To fight discriminatory legislation, many private organizations and facilities have banded together in unity to resist these laws and help their fellow citizens by providing hateful workplace environments and hiring anyone regardless of sexuality.
The Office of Intercultural relations also spoke about the upcoming Career Fair on March 23 that will host a variety of different resources for Monarchs looking for a start to their careers.
“There are many resources on campus to help every monarch, regardless of race, creed, or sexual orientation find viable employment opportunities that align with their appropriate degree and field of study” Dexter Benjamin Gore said regarding the university’s online job search engine, Career Link.

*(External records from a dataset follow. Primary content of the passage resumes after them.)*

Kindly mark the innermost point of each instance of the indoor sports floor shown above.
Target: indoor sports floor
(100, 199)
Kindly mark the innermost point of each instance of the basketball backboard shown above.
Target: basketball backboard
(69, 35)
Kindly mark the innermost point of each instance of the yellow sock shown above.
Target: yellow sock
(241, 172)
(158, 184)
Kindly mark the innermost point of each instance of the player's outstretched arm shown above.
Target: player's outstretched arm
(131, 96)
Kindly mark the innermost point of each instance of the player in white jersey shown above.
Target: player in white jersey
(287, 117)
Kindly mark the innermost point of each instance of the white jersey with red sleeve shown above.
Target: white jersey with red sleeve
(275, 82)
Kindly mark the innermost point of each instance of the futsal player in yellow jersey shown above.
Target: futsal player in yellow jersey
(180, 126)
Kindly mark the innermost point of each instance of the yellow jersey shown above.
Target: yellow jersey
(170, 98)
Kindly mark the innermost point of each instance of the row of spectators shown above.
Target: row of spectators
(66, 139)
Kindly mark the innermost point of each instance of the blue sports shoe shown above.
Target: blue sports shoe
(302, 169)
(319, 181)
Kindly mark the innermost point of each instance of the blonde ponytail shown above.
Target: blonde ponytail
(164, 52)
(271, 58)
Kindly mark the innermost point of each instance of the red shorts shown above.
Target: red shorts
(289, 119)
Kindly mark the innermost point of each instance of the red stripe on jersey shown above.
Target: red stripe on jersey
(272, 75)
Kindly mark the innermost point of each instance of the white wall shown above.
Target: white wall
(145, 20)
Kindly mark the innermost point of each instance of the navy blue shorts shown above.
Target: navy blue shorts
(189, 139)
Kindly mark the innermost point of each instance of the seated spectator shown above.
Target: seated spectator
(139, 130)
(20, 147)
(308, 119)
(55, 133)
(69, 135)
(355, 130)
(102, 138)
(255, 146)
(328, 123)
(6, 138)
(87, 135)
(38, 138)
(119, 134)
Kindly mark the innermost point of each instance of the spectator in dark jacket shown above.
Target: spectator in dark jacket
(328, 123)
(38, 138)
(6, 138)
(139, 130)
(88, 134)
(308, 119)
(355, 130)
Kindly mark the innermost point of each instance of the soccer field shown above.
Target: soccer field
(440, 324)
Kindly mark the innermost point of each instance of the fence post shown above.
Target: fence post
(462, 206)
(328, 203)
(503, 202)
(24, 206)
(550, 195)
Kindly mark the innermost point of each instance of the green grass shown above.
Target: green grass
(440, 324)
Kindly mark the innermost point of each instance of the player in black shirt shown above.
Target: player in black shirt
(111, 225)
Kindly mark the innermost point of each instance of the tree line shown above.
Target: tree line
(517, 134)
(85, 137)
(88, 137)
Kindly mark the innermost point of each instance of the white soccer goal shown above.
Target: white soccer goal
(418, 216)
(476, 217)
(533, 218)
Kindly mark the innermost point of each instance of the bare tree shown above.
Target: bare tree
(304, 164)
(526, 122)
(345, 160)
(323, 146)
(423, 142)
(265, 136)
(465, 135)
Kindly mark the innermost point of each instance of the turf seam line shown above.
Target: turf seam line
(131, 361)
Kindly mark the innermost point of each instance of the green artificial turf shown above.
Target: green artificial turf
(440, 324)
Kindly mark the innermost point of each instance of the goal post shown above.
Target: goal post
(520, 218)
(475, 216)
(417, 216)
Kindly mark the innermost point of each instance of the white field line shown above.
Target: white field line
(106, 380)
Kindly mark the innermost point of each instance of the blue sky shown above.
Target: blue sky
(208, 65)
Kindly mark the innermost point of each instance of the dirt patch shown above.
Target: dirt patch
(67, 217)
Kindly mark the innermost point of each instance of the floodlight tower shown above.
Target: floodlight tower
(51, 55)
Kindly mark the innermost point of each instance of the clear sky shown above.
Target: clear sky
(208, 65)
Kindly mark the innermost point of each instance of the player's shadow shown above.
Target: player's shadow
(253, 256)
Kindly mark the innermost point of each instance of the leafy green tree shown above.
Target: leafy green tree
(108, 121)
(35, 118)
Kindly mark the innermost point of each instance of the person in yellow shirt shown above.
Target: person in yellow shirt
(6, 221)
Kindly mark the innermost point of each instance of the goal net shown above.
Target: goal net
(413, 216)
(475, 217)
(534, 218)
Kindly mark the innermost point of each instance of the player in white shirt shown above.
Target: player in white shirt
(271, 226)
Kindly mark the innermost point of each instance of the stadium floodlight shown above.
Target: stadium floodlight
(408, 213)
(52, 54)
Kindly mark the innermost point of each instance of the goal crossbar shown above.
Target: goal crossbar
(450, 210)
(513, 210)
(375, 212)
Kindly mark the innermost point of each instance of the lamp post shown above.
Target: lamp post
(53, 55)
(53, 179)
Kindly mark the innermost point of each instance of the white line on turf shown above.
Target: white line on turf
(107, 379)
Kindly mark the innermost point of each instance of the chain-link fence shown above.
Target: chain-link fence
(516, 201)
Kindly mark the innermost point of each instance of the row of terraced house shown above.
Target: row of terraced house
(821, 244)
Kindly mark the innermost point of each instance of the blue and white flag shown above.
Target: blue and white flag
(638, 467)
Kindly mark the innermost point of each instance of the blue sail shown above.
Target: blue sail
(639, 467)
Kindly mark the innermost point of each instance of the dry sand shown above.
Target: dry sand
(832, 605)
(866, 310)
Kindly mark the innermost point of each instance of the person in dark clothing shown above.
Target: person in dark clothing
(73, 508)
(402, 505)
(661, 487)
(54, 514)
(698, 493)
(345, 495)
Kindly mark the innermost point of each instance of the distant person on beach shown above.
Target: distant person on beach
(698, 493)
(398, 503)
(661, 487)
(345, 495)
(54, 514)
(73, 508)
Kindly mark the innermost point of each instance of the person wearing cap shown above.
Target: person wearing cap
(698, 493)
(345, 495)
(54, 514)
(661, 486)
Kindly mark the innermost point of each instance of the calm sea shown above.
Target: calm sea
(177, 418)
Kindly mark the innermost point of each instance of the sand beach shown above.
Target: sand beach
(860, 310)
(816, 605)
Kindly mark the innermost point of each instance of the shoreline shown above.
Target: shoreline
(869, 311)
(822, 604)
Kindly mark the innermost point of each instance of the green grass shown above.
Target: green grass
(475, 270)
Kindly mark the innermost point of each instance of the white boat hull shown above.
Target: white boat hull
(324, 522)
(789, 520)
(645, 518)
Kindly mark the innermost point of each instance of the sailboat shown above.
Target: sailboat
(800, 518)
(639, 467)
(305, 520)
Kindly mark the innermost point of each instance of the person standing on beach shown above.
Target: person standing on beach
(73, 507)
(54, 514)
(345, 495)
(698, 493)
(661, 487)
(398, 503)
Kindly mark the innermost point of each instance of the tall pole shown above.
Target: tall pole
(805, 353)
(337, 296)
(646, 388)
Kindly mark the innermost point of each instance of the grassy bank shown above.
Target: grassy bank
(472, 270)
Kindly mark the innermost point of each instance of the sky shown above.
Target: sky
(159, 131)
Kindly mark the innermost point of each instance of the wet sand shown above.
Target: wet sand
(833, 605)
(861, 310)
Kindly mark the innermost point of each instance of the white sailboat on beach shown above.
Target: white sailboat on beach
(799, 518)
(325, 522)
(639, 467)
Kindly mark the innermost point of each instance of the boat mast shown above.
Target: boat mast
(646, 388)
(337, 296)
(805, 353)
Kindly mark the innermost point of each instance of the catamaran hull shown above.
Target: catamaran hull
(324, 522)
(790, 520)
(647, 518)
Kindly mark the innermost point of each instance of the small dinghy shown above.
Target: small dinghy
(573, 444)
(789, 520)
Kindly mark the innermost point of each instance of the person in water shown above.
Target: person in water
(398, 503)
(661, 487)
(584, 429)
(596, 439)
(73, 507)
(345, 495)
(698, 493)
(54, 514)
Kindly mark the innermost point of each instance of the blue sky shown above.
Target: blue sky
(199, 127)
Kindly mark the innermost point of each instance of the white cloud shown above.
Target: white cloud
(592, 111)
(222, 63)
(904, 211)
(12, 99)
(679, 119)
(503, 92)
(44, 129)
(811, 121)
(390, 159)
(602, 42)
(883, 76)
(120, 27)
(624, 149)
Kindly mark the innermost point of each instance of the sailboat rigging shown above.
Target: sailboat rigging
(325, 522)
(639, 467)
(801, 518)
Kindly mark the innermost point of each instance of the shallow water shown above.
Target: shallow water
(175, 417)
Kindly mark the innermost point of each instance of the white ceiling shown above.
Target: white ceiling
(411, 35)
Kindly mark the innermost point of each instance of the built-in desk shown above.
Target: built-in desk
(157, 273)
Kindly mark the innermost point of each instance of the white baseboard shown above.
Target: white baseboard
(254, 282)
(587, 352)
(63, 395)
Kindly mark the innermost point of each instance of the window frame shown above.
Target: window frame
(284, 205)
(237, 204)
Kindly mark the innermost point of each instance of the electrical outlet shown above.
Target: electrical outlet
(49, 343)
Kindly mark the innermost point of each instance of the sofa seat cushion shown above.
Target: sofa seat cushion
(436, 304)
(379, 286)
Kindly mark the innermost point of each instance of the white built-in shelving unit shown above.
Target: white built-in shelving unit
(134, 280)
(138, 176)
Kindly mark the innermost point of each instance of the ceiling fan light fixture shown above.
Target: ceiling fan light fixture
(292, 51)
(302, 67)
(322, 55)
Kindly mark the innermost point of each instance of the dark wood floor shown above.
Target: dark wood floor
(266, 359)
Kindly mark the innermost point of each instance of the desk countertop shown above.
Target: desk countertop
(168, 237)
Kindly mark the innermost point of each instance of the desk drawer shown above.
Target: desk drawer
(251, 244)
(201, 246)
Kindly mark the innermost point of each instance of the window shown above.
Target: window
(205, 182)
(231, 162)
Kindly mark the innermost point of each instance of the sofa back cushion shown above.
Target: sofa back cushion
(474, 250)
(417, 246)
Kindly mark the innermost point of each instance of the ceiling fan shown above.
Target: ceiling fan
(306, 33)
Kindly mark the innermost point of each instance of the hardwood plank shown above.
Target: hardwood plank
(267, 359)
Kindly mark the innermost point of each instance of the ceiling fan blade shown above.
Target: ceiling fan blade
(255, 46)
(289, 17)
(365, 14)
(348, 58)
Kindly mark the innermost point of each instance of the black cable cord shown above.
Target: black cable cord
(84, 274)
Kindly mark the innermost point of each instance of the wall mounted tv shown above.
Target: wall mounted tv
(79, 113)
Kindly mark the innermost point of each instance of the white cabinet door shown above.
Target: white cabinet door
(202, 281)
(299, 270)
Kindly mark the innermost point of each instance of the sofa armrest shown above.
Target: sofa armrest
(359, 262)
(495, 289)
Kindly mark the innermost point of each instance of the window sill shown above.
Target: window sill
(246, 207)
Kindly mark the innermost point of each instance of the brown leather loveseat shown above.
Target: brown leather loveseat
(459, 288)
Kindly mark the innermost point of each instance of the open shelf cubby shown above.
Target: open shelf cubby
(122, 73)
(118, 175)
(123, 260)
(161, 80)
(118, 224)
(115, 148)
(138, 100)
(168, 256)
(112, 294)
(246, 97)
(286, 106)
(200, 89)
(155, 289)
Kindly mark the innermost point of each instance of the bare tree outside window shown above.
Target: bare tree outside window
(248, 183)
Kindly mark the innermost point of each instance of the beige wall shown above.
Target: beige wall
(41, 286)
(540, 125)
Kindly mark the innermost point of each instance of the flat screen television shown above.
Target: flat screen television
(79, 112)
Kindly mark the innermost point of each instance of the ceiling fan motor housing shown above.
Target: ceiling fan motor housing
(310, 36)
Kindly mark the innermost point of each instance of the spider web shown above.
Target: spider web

The feeling of mutual support and community was strengthened during such a difficult and uncertain political climate in today’s society. As the event came to a close with an open discussion, each student took the opportunity to broaden their perspectives on the options available to them in the current job market. Despite the numerous obstacles that still exist within the current societal structures for members of the LGBT community, progress continues to be made as these individuals are informed of their rights and options that are available to them.